00:59:00Face à ce défi, le nouveau congé de naissance, vous l'avez dit, va dans le bon sens, mais ne saurait masquer l'immense tension sur les modes d'accueil.
00:59:08Il manque aujourd'hui 10 000 professionnels de la petite enfance pour répondre aux besoins des familles.
00:59:13Alors, à Annières, vous avez développé une politique familiale ambitieuse, avec notamment l'allocation municipale de garde d'enfants à domicile,
00:59:19qui offre aux familles une alternative concrète à la pénurie de places en crèche.
00:59:23Ma question est la suivante. Envisageriez-vous d'ouvrir cette aide municipale à la garde à domicile aux parents
00:59:29qui font le choix du congé parental afin de les accompagner dans cette période ?
00:59:35Et si oui, à combien estimeriez-vous le coût d'une telle extension pour une ville comme Annières ? Je vous remercie.

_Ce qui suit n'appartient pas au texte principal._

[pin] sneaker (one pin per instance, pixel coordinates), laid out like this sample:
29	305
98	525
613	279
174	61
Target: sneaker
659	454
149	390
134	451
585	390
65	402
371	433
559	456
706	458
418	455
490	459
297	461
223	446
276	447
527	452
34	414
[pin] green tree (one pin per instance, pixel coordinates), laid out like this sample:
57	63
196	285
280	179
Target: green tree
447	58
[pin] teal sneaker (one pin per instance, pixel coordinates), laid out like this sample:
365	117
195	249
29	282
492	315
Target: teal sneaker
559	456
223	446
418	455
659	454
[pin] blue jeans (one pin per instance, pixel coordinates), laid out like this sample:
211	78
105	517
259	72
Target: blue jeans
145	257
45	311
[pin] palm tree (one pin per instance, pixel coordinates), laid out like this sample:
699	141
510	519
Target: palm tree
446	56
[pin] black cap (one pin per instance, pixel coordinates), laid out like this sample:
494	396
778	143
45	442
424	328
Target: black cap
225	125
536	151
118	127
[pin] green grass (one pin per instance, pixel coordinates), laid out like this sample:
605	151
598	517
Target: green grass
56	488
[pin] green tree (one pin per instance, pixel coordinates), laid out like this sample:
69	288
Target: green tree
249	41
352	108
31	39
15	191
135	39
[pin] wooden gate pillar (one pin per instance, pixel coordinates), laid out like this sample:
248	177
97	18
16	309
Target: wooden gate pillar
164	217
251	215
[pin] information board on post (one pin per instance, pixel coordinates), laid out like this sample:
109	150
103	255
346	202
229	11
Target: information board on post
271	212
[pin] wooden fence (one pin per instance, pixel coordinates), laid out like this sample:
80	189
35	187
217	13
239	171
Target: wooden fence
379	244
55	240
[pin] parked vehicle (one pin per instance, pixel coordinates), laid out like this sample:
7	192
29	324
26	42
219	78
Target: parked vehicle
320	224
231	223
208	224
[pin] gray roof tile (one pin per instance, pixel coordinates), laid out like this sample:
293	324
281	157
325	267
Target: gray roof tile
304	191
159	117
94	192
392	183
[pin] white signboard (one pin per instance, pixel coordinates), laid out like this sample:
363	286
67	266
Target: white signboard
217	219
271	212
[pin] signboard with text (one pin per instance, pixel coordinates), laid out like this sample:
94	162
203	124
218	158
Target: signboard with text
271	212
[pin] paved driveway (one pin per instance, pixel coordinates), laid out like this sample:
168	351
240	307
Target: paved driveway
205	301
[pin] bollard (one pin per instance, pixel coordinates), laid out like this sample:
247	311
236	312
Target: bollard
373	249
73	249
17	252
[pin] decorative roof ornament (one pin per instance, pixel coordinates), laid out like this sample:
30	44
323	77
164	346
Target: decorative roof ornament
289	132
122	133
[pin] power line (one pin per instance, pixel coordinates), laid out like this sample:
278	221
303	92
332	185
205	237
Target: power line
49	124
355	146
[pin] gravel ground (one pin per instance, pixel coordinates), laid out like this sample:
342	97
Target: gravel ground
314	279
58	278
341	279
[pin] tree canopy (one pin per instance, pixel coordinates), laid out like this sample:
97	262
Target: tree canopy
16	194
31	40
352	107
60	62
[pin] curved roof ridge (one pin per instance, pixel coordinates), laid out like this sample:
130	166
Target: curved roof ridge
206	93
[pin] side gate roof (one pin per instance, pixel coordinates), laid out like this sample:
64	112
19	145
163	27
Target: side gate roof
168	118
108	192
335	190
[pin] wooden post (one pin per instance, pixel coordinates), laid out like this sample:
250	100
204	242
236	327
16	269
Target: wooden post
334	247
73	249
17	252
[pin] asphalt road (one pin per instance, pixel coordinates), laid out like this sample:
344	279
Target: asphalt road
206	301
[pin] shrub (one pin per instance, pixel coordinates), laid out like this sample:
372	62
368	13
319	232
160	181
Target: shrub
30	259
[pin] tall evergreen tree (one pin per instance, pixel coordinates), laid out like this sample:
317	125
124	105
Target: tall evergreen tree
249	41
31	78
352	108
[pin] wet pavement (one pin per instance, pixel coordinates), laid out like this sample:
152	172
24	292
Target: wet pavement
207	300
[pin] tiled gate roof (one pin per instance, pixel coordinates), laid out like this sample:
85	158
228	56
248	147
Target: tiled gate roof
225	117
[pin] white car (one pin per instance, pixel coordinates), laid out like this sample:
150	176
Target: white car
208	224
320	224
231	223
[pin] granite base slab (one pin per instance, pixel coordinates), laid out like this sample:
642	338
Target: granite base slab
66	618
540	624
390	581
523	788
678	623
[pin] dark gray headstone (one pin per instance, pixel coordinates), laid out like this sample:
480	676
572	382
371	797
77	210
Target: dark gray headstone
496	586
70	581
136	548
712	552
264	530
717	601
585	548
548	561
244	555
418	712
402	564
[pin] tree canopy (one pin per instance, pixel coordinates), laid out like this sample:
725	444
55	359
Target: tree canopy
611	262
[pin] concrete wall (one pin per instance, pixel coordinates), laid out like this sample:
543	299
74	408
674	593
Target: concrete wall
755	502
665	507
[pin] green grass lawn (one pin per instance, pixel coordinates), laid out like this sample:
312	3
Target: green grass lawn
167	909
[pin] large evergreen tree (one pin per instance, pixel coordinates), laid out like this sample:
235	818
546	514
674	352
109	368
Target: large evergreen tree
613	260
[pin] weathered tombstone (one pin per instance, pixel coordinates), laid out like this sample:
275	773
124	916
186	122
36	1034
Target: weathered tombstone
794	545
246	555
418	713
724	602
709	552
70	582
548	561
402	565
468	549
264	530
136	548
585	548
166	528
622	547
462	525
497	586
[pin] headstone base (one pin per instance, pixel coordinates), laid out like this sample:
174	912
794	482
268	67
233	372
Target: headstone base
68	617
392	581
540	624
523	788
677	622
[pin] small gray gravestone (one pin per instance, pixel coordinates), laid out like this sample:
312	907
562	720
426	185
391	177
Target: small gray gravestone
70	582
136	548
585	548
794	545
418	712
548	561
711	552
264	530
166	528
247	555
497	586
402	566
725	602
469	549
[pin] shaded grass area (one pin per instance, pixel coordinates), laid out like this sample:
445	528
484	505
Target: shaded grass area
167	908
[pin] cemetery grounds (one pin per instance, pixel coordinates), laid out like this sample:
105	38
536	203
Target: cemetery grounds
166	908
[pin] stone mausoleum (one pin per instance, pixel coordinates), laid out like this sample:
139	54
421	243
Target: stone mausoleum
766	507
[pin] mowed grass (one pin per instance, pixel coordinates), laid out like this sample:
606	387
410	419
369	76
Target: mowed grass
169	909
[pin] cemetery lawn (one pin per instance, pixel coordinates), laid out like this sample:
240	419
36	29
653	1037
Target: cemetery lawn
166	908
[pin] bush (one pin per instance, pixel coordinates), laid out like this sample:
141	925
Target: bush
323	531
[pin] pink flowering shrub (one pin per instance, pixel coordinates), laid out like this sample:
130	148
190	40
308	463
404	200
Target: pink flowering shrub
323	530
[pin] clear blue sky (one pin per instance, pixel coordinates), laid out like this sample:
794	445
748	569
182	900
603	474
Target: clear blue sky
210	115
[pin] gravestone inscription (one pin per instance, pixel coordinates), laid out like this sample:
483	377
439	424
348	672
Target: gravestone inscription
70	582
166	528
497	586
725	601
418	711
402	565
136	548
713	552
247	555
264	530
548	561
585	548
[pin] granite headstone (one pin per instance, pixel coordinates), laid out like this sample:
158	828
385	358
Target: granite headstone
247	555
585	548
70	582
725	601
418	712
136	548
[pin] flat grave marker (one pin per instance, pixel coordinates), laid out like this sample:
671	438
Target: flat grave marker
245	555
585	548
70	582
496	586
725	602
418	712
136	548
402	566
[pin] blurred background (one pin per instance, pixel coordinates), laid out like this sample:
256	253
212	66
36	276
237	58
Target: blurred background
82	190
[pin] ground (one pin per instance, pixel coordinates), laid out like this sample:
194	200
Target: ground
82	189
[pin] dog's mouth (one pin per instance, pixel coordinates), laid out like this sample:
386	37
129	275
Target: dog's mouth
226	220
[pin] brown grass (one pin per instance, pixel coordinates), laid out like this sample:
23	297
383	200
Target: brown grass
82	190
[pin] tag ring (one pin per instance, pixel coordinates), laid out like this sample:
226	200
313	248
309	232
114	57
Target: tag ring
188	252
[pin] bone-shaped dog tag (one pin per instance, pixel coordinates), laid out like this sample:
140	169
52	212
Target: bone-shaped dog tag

00:59:45Merci beaucoup pour votre intérêt et votre question.
00:59:47Effectivement, comme je le disais, 90% du budget de la petite enfance est consacré au financement d'environ 1 000 places en crèche.
00:59:58Il y a 4 500 enfants de moins de 3 ans à Annières.
01:00:02Et donc, nous développons des modes de garde alternatifs beaucoup moins onéreux,
01:00:10ce qui permet d'avoir une offre pour les familles conséquentes.
01:00:14Mais effectivement, finalement, nous ne finançons aujourd'hui que la reprise du travail.
01:00:22Et des parents qui font le choix de rester un petit peu plus longtemps chez eux, finalement, ne bénéficient d'aucune aide de la ville.
01:00:29Le reste à charge pour une place en crèche pour la ville est d'environ 8 000 euros par an.
01:00:34Et nous ne donnons rien à une famille qui fait le choix de rester chez elle.
01:00:40Et donc, effectivement, nous réfléchissons en ce moment, avec le maire, à cette possibilité d'ouvrir l'aide municipale de garde à domicile,
01:00:48puisque finalement, des parents gardent à domicile leur enfant, aux parents.
01:00:56Donc, pour l'instant, cette aide est d'environ 1 000 euros par an pour les familles qui font appel à une assistante maternelle ou un auxiliaire parental.
01:01:09Et donc, pour l'instant, on est dans ces ordres d'idées, 1 000 euros.
01:01:15Alors, on reste une collectivité locale.
01:01:18Donc, vous le savez très bien, les baisses des dotations de l'État.
01:01:25Et donc, une ville ne peut pas non plus prendre en charge ce qui est réservé à l'État, surtout avec les baisses des dotations.
01:01:31Donc, on peut donner ce signal en donnant cette allocation aux familles, en leur faisant ce signal que, effectivement, la ville ne va pas uniquement financer la reprise du travail,
01:01:47mais aussi donner peut-être ce libre choix aux classes moyennes, particulièrement de pouvoir prendre ce congé parental,
01:01:57qui, pour l'instant, est court.
01:02:01Finalement, quand on additionne tous les dispositifs, la famille, elle va pouvoir rester à domicile 4 mois et demi, bien rémunérée.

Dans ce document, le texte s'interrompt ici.